Frage an Christian Lindner von Gerald K. bezüglich Soziale Sicherung
Sehr geehrter Herr Lindner,
mit großem Interesse verfolge ich die durch die Äußerungen ihres Parteivorsitzenden Guido Westerwelle losgetretene Debatte um die Zukunft des Sozialstaates. Zunächst möchte ich Ihnen meine Hochachtung dafür aussprechen, dass sie dieses Thema so offen auf die politische Tagesordnung tragen. Seit Jahren verfolge ich mit zunehmender Sorge die Entwicklung des Sozialstaates in Deutschland. Ich hoffe, dass sie sich durch den Gegenwind, der von vielen Kritikern ihrer Partei gegenwärtig auch vor dem Hintergrund von Meinungsumfragen in Zusammenhang mit der anstehenden Landtagswahl in Nordrhein-Westfalen zu sehen ist, nicht von ihrem Kurs abbringen lassen.
Nun zu meiner Frage: Wie stehen sie zur Kopplung der Hartz IV-Sätze an ein Sachleistungsprinzip, wie es der CHef des IFO-Instituts Prof. Dr. Werner Sinn befürwortet? Ich fände es gut, wenn nicht über die Höhe von Mindestsätzen im Mittelpunkt diskutiert wird, sondern über die Gerechtigkeit ihrer Verteilung. Meiner Meinung nach sollten zum Beispiel Schulsachen für Kinder, alle 3 Jahre eine Waschmaschine etc. gegen Vorlage des Kaufbelegs die Kosten unbürokratisch erstattet werden.

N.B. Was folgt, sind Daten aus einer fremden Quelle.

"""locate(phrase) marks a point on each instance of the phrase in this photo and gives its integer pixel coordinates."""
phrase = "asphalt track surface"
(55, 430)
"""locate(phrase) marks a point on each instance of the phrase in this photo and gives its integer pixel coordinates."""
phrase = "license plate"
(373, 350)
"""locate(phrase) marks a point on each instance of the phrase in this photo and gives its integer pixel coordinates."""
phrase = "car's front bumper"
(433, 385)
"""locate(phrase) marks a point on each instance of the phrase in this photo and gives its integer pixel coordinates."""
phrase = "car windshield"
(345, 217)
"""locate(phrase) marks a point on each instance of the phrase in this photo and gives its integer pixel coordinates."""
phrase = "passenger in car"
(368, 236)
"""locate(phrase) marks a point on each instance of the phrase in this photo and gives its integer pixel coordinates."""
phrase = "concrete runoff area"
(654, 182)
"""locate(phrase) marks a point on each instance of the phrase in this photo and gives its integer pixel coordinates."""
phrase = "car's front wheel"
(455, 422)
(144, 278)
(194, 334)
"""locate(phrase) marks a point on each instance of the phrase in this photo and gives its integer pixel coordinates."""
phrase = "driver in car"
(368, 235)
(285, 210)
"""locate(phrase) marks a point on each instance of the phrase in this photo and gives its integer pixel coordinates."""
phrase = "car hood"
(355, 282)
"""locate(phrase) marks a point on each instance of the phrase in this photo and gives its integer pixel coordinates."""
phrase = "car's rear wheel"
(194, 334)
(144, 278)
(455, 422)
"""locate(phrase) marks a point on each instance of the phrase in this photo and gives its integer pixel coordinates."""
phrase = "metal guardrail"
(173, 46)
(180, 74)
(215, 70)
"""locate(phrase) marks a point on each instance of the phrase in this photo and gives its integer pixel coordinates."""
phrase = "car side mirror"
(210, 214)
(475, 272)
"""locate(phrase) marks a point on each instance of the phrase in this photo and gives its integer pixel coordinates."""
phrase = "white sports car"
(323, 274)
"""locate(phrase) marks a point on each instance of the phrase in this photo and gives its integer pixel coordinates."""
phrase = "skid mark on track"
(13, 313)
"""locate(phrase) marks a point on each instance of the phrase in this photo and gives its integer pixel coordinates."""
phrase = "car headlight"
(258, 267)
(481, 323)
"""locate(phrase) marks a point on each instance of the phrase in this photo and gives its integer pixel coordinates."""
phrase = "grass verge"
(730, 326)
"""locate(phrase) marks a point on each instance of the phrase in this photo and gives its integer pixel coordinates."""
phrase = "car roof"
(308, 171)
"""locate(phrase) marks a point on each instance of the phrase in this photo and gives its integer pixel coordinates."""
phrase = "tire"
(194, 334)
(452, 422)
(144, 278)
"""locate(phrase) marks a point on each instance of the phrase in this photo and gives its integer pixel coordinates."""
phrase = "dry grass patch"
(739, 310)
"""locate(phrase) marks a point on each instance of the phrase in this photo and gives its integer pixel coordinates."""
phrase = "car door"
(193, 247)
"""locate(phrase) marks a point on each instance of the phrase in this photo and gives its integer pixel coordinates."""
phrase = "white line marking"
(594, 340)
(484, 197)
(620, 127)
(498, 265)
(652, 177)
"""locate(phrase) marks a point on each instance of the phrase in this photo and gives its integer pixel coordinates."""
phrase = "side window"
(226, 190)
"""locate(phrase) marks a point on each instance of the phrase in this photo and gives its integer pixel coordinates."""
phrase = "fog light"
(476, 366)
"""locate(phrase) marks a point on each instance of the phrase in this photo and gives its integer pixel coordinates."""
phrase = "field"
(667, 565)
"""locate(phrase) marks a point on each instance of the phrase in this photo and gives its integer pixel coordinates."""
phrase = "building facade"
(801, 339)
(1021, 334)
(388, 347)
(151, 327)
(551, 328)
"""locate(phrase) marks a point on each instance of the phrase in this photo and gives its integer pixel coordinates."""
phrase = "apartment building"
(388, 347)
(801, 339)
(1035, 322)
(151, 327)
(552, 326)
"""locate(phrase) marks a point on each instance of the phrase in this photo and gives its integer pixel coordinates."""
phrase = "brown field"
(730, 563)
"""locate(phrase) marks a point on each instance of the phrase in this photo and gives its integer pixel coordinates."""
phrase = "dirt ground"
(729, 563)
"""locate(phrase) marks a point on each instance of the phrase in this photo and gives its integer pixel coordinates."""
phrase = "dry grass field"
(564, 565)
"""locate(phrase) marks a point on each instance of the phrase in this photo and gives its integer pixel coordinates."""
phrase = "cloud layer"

Darüber hinaus vielleicht auch alle 3 Wochen eine Eintrittskarte für Kino, Schwimmbad, Zoo o.ä., um das Argument der "sozialen Verarmung" zu entkräften. Über eine bloße Erhöhung der Sätze wäre ich enttäuscht. Wenn Kinder sozial schwacher Eltern morgens ohne Frühstück in die Schule gehen, liegt das meiner Meinung nach in der MEHRHEIT der Fälle nicht an zu geringen Sozialleistungen, sondern an mangelnder Bereitschaft der Eltern, morgens aufzustehen. Ich entschuldige mich bei allen, denen ich hier Unrecht tue, weil man sicher nicht alle über einen Kamm scheren darf. Dennoch sehe ich die Gefahr, dass die Zukunft durch schwindende Leistungsanreize bestimmt wird.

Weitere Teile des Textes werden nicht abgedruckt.